Tıpkı Trump’ın attığı adımların hangi reaksiyonlara yol açacağını görmemesinin imkân dışı olması gibi…
***
Bugün İslam dünyası ile Batı dünyası arasındaki en önemli gerilim kaynağı Filistin sorunu. Bütün dünyanın başına bela olan IŞİD, El Kaide gibi örgütlerin Müslüman toplumlarda zemin bulabilmesinin en büyük sebebi Filistin konusunda Batı dünyasının özellikle de ABD’nin tutumu. Elbette, bu coğrafyanın kaderine egemen olan sosyal zaafları veya baskıcı ve çıkarcı yönetimlerin bu sosyal problemlerdeki payını yok saymak mümkün değil. İslam dünyasının seçkinlerinin başlarına gelen her şeyin sorumlusu olarak Batı dünyasının sömürücü ve düşmanca yaklaşımını görme veya gösterme kolaycılığı da acı bir gerçek. Ancak Ortadoğu’da ne radikal hareketlerin ne de Batı aleyhtarlığının Batı dünyasının tutum ve eylemlerinden bağımsız olarak ortaya çıkmış olduğu da söylenemez.
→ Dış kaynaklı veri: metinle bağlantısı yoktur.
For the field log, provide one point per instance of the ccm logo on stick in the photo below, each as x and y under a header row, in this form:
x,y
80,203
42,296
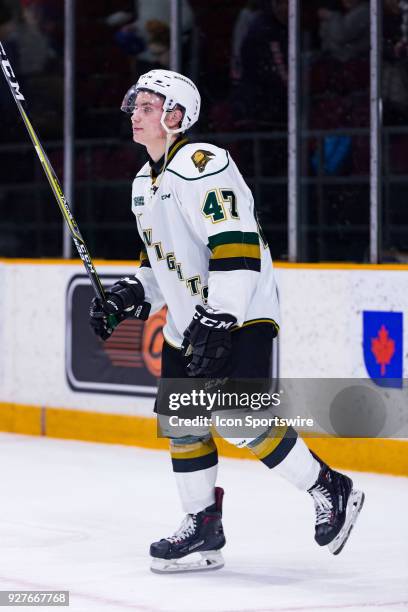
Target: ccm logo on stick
x,y
8,71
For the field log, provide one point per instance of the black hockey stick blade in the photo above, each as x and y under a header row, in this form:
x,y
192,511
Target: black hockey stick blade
x,y
56,187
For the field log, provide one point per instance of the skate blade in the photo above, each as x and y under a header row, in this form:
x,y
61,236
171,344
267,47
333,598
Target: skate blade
x,y
354,505
210,560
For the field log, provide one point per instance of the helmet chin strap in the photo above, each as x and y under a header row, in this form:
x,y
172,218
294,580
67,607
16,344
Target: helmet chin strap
x,y
169,134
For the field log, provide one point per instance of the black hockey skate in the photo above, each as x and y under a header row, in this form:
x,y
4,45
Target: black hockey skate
x,y
337,506
199,533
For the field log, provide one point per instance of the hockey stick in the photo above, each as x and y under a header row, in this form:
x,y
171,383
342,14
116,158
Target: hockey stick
x,y
144,309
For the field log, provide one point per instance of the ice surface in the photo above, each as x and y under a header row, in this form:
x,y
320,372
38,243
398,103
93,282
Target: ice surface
x,y
80,517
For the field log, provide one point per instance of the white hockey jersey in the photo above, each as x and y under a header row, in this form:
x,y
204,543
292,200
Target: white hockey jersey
x,y
202,242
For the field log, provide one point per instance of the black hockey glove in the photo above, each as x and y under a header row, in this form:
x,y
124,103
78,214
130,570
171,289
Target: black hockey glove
x,y
124,300
208,340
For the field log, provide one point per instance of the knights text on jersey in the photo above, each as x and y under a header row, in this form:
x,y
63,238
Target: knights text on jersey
x,y
202,242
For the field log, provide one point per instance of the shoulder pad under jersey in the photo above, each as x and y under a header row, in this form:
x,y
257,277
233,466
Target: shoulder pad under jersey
x,y
144,171
195,161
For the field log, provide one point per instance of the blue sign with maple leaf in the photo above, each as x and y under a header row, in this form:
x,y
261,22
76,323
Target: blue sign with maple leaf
x,y
383,347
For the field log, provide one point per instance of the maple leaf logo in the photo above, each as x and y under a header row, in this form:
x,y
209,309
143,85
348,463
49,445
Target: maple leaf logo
x,y
383,348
Öteden beri işgalci İsrail’in her yaptığına destek veren, Tel Aviv yönetimini her durumda savunan Washington’un politikalarının bu bölgede İslam’a ve Müslümanlara karşı düşmanlık olarak algılanması gayet anlaşılabilir bir durum. Keza çok kısa bir süre önce Afganistan’ın ve Irak’ın işgalinde yaşananların bu ülkeler başta olmak üzere İslam dünyasında hiçbir reaksiyon oluşturmaması mümkün mü?
Düşünün ki ABD’nin “el Kaide unsurlarını ortadan kaldırmak” iddiasıyla işgal ettiği Irak’ta o gün bir el Kaide varlığı mevcut olmamasına rağmen işgal sonrasında çok daha beter yapılar oluştu; hatta el Kaide’nin bile aforoz ettiği IŞİD diye fanatik bir örgüt geniş bir coğrafyayı ele geçirerek burada “devlet” kurduğunu ilan etti. Bunun üzerine IŞİD’e karşı mücadele çerçevesinde sergilenenler ise belki de ileriki yıllarda bu kanlı örgütü bile aratacak başka yapılar, başka sosyal psikolojiler üretecek tohumlar döktü bu coğrafyaya.
***
ABD’nin sorumsuz çılgınlığını ve İsrail’in küstah cüretini mümkün kılan bugünkü “haydut düzeni”nin üzerinde yükseldiği üçlü bir sacayak var.
Bu ayakların ilki popülist siyasetin kendi toplumundaki fanatik kültür(ler)e yaslanma zorunluluğu. Bir yanıyla “demokrasinin paradoksu” dediğimiz mesele... Mesela Amerikan toplumundaki muhtelif Protestan grupların başını çektiği kıyametçiliğin özellikle cumhuriyetçi siyasetçiler üzerindeki etki gücü malum... Avrupa kıtasında ise “gelişmiş” toplumlarda birtakım sosyoekonomik problemlerin ortaya çıkardığı yabancı düşmanlığı hastalığına şifa araması gereken yönetici elitin bu hastalıktan kısa vadeli faydalar devşirme peşinde olmaları…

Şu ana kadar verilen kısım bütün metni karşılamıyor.